Friday, August 26, 2011

Spring 2011 issue of The New Atlantis

An incredible issue.

GPS and the End of the Road
Ari N. Schulman

The decline of driving, and of finding our own way around, means that we are losing a broad set of skills and practices. And while it is true that the rise of driving itself spelled the decline of other skills and practices, driving also opened up in their place a wide range of new faculties for us to exercise — new modes of excellence, and novel, exciting, adventurous ways of experiencing the world. But if the glorious future consists mostly of things like getting to text more, oughtn’t we to wonder what new skills, what novel forms of adventure, are taking the place of what is being lost with the decline of driving and navigation? . . .

The great and simple promise of these technologies is to deliver to us the goods of finding things in the world in the most efficient way possible.

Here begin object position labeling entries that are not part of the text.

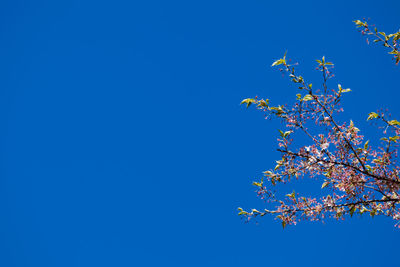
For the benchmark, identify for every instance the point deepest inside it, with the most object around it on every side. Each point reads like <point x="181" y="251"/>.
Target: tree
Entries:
<point x="356" y="178"/>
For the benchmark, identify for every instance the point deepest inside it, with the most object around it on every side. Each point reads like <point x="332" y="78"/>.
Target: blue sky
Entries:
<point x="123" y="142"/>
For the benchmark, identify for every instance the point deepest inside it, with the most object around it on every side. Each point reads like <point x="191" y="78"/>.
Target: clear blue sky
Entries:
<point x="123" y="142"/>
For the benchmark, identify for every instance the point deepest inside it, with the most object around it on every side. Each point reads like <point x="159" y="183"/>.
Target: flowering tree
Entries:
<point x="356" y="178"/>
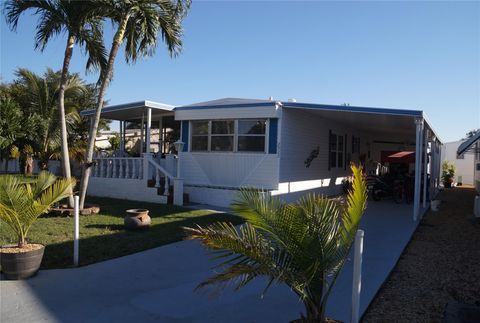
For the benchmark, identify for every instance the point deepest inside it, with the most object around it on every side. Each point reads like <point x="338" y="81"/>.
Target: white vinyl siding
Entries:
<point x="243" y="135"/>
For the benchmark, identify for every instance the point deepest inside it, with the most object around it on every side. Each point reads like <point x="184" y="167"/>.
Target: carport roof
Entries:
<point x="132" y="110"/>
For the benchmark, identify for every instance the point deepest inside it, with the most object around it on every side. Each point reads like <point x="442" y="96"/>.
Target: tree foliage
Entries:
<point x="22" y="200"/>
<point x="303" y="245"/>
<point x="28" y="111"/>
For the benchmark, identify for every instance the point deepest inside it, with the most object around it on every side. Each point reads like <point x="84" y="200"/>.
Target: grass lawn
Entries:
<point x="103" y="236"/>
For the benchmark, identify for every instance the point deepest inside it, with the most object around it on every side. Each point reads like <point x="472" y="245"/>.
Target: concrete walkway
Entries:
<point x="157" y="285"/>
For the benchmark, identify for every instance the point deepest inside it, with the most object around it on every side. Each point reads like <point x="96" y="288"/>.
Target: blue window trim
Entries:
<point x="272" y="136"/>
<point x="185" y="137"/>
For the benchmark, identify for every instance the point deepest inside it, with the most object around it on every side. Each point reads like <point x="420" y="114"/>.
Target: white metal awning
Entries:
<point x="467" y="145"/>
<point x="133" y="111"/>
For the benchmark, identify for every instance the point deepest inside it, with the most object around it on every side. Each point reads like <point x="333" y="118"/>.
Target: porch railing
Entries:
<point x="142" y="168"/>
<point x="158" y="173"/>
<point x="119" y="167"/>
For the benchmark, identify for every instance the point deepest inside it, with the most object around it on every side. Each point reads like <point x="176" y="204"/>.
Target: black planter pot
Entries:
<point x="21" y="265"/>
<point x="136" y="219"/>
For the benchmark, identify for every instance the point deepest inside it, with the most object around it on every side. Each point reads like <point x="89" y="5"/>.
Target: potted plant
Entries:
<point x="22" y="201"/>
<point x="303" y="245"/>
<point x="448" y="172"/>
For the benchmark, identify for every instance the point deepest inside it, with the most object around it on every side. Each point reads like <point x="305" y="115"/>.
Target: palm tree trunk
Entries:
<point x="61" y="110"/>
<point x="117" y="41"/>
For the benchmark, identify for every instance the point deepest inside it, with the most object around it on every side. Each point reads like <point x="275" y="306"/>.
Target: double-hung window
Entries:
<point x="336" y="151"/>
<point x="244" y="135"/>
<point x="200" y="131"/>
<point x="251" y="135"/>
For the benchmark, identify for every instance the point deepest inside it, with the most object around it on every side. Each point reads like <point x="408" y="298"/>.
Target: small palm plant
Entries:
<point x="22" y="201"/>
<point x="303" y="245"/>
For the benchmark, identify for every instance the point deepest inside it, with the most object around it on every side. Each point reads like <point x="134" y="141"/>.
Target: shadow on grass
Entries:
<point x="122" y="242"/>
<point x="117" y="207"/>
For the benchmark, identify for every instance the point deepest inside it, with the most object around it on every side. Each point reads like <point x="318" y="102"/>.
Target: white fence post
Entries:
<point x="76" y="230"/>
<point x="357" y="276"/>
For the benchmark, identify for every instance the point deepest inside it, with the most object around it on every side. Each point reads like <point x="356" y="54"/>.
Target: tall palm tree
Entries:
<point x="23" y="201"/>
<point x="79" y="20"/>
<point x="139" y="22"/>
<point x="303" y="245"/>
<point x="43" y="92"/>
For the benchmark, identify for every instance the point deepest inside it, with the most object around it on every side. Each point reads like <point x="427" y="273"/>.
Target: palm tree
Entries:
<point x="41" y="102"/>
<point x="23" y="201"/>
<point x="303" y="245"/>
<point x="138" y="22"/>
<point x="82" y="26"/>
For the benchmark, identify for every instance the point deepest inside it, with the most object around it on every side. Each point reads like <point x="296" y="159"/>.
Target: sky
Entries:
<point x="406" y="55"/>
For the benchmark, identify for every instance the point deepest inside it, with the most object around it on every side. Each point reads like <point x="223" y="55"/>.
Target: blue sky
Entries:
<point x="411" y="55"/>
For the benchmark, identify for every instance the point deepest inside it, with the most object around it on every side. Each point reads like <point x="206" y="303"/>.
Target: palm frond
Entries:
<point x="303" y="245"/>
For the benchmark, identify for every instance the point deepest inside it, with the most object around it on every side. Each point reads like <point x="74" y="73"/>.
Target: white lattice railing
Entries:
<point x="158" y="173"/>
<point x="119" y="167"/>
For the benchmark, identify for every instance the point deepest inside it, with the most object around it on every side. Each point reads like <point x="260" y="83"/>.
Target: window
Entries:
<point x="222" y="135"/>
<point x="337" y="146"/>
<point x="245" y="135"/>
<point x="200" y="135"/>
<point x="251" y="135"/>
<point x="355" y="145"/>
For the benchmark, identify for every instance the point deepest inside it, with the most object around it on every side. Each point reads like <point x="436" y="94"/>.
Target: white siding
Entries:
<point x="124" y="188"/>
<point x="464" y="167"/>
<point x="227" y="113"/>
<point x="302" y="132"/>
<point x="477" y="167"/>
<point x="230" y="169"/>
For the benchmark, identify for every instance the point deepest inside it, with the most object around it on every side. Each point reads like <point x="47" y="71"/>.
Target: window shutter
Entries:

After Brad Templeton: their feature is to find the most interesting things in the world, and to explain why they are interesting, while eliminating the apparent bug that most of the things we encounter seem pretty boring. Moreover, location awareness and augmented reality, paired with GPS navigation, transmit us to these interesting places with the minimum possible requirement of effort and attention paid to the boring places that intervene. We can get where we’re going, and see what we want to see, without having to look . . .

The fact that our tales now have to resort so fully to the strangeness of works like Lost and The Road to generate stories of discovery suggests that we feel unable to find them in our own thoroughly mapped world.